The team combined data from 20 previously published randomised trials including 11,351 patients who had received immune checkpoint inhibitors (ipilimumab, tremelimumab, nivolumab or pembrolizumab) for advanced or metastatic cancers. These included melanoma, renal cell carcinoma, urothelial cancer, head and neck cancer, and lung cancer. 3632 (32%) of 11,351 patients had melanoma and 3482 (31%) had non-small-cell lung cancer. Of those included in the analysis, 7646 (67%) were male and 3705 (33%) were female.
For both men and women, immunotherapy was more effective than the control — whether this was a placebo or another type of cancer drug. But there was a higher survival benefit for men compared to women, regardless of the type of cancer and the type of drug administered. On average, the relative survival gain was double the size for men compared to women.

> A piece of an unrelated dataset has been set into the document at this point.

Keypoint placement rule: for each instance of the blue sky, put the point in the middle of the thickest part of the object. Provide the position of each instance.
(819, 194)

But why is this the case? According to Dr Conforti, who is based at the European Institute of Oncology, “Both sex and gender can potentially affect the strength of the body’s immune response. On average, women mount stronger immune responses than do men, which results in more rapid clearance of pathogens, explaining the lower severity and prevalence of many infections in women, and their greater response to vaccination than men.
“On the other hand, women account for roughly 80% of all patients with systemic autoimmune diseases worldwide. Therefore, it’s possible that differences in the immune system of women and men could be relevant to the natural course of chronic inflammatory conditions such as cancer, and potentially how they respond to drugs.”
The study authors add that sex differences in the immune system at the cellular level have also been reported, likely as a result of complex interactions between genes, hormones, the environment and microbiome composition. Immune checkpoint inhibitor (CTLA-4 and PD-1) pathways play an important part in tumour-induced immunosuppression, and animal studies have suggested that sex hormones may modulate some of these pathways. Similarly, female and male mice show different responses to anti-PD-L1 monoclonal antibodies.
“Despite the available evidence on the potential role played by sex in influencing how drugs work, trials testing new therapies rarely take sex into account,” said Dr Conforti. “Immune checkpoint inhibitors have revolutionised cancer treatment, showing higher efficacy than standard therapies in several cancers. As we seek to improve immunotherapy further by identifying predictive biomarkers of response, sex differences should be further investigated.”
The authors do note several limitations, including that the meta-analysis relies on published results rather than on individual patients’ data. The authors also note that EGFR-mutated non-small-cell lung cancers are less sensitive to immune checkpoint inhibitors than are EGFR wild-type non-small-cell lung cancer tumours, and are more common in female patients than in male patients. However, most (94%) non-small-cell lung cancers included in the meta-analysis were wild-type, indicating that sex-dependent differences in the efficacy of immune checkpoint inhibitors were not exclusively related to mutation status.
Dr Conforti emphasised that treatment for women should not altered based on the study’s findings. “Rather,” he said, “we need to understand more about the mechanisms to ensure that these novel treatments can be optimised for both men and women.” The researchers also acknowledge that the underrepresentation of female patients in clinical trials is a widely recognised problem, with women comprising less than one-third of the total population in half of the trials in their study. This means that individual trials likely cannot reliably show the interaction between sex and treatment efficacy.
The findings from the meta-analysis thus highlight the need for sex-specific analyses to avoid erroneously extending to women results that are obtained mainly in male patients, which may lead to poorer care and potentially harm.